Nos
últimos 50 anos, o povo sírio tem se moldado aos ditames de seguidos ditadores,
numa obediência passiva e obediente;
porém,contida de profundo ódio. Nos idos dos anos sessenta, o governo da Síria tinha seu destino regido
por Hafez Al Assar, que por 30 anos
manteve o poder com mãos implacáveis e
culto personalístico. Desde 2012,
seu filho Bashar Al Assar, se tornou o comandante –chefe do País, mantendo a tradição herdada. Há quinze meses , um grito mais forte ecoou em toda a Síria, quando a maioria da população de Damasco,
capital do País, foi às ruas, exibindo cartazes
e, exigindo primordialmente, o fim do estado de emergência que vigora na Nação desde 1962,
quando estão suspensas as garantias constitucionais de cada cidadão e
cidadã. As outras aspirações faziam referências as ações imediatas para debelar a contundente crise econômica, o
direito da liberdade de expressão do povo, mais emprego para os jovens e adultos e incentivos fiscais para a agricultura.

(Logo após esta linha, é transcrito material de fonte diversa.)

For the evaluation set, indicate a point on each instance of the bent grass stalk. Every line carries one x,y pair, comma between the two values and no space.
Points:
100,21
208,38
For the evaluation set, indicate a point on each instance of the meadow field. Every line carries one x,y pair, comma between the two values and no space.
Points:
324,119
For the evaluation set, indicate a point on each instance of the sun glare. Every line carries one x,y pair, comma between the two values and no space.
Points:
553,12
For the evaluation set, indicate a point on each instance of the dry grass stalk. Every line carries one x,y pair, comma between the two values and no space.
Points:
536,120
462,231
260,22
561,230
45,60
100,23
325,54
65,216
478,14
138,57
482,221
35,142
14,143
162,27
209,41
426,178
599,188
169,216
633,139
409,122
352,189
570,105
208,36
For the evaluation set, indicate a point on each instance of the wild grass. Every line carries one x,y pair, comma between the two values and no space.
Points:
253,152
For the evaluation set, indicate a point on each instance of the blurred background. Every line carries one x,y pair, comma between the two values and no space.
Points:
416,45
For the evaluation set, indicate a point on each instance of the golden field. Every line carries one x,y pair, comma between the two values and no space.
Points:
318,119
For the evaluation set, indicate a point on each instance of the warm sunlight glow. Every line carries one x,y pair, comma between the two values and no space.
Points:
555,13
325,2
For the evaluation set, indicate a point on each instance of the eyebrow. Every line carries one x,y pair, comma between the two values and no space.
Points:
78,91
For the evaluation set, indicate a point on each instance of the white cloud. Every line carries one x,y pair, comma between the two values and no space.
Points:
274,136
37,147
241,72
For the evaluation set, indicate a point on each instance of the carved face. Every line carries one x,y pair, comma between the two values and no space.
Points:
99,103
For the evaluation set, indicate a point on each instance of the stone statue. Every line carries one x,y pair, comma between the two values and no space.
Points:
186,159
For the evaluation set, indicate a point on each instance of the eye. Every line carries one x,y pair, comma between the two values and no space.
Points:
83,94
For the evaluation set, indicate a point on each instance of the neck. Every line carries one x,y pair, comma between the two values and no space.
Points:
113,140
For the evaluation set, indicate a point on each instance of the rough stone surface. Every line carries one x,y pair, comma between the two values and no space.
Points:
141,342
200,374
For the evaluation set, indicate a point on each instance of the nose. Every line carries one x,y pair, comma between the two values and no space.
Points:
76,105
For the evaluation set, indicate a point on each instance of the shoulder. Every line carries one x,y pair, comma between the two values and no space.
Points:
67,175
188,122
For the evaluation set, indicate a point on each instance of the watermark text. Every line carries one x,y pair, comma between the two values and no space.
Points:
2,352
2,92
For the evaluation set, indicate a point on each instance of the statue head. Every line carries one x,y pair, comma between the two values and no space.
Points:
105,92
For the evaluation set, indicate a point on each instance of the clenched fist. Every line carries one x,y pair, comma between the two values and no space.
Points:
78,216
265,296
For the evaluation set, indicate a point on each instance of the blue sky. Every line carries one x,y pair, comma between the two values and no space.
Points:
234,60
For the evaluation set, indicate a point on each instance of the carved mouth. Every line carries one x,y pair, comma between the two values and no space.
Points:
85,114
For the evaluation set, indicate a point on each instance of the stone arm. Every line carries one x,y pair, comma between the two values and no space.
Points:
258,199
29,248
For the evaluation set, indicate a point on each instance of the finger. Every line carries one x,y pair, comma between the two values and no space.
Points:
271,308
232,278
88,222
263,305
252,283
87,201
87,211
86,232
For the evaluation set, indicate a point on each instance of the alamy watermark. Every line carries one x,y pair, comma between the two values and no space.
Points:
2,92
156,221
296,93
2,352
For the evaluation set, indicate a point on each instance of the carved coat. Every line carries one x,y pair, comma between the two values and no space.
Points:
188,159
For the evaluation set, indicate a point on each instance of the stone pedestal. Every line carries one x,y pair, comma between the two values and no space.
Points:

Em represália, o Exército sírio e
milicianos ligados ao ditador, responderam com extrema violência tais
manifestações, dando início a uma luta desigual entre as forças ditatoriais e a
sociedade civil; motivando as primeiras mortes. Era o começo da luta armada, por mudanças no governo.
Logo, clamores foram ouvidos nas
cidades de Daraa, Homs e Al-Midan, recrudescendo a violência e aumentando substancialmente o
número de mortos e feridos. A situação se agrava com a falta de
eletricidade, água e a escassez de alimentos. Os informes sobre torturas, estupros e assassinatos de mulheres e crianças são noticiados. Então, ocorreram os protestos populares diante das embaixadas estrangeiras em
Damasco e a formação do exército
sírio livre, formado por soldados desertores e civis revoltosos;
daí, a origem da guerra civil que já
acontece há mais de quinze meses, com mais de 14 mil mortes e,aproximadamente,
100 mil prisioneiros. Durante todo o desenrolar
dos sangrentos embates, as Organizações das Nações Unidas (ONU), se absteve de uma participação mais efetiva , se limitando às inócuas reuniões burocráticas de seus membros ou o envio de observadores ;
sem nada de eficaz produzir. Apenas Kofi
Annan, ex- dirigente da entidade, conseguiu mediar um cessar-fogo, em 12 de
abril, mas que de imediato foi desrespeitado por ambos os lados. O atual
Secretário Geral da ONU, Ban Ki Moon, tenta cooptar a Rússia e a China, países que
não apóiam uma intervenção militar na
Síria, o que predispõe, a continuidade da carnificina e as mortes de inocentes , no futuro que se
denota por demais sombrio.
A Síria tem pouco mais de 23
milhões de habitantes, todos, desejosos, mesmo que através da luta armada, de um amanhã
menos infeliz; tal como acontece no
Egito, Líbia e no Iêmen. As quedas dos
ex- ditadores Hosmi Mubarak, Nuamar
Kadafi e Abdulah Salen;
impulsiona-os rumo a um novo tempo. Que venha a liberdade !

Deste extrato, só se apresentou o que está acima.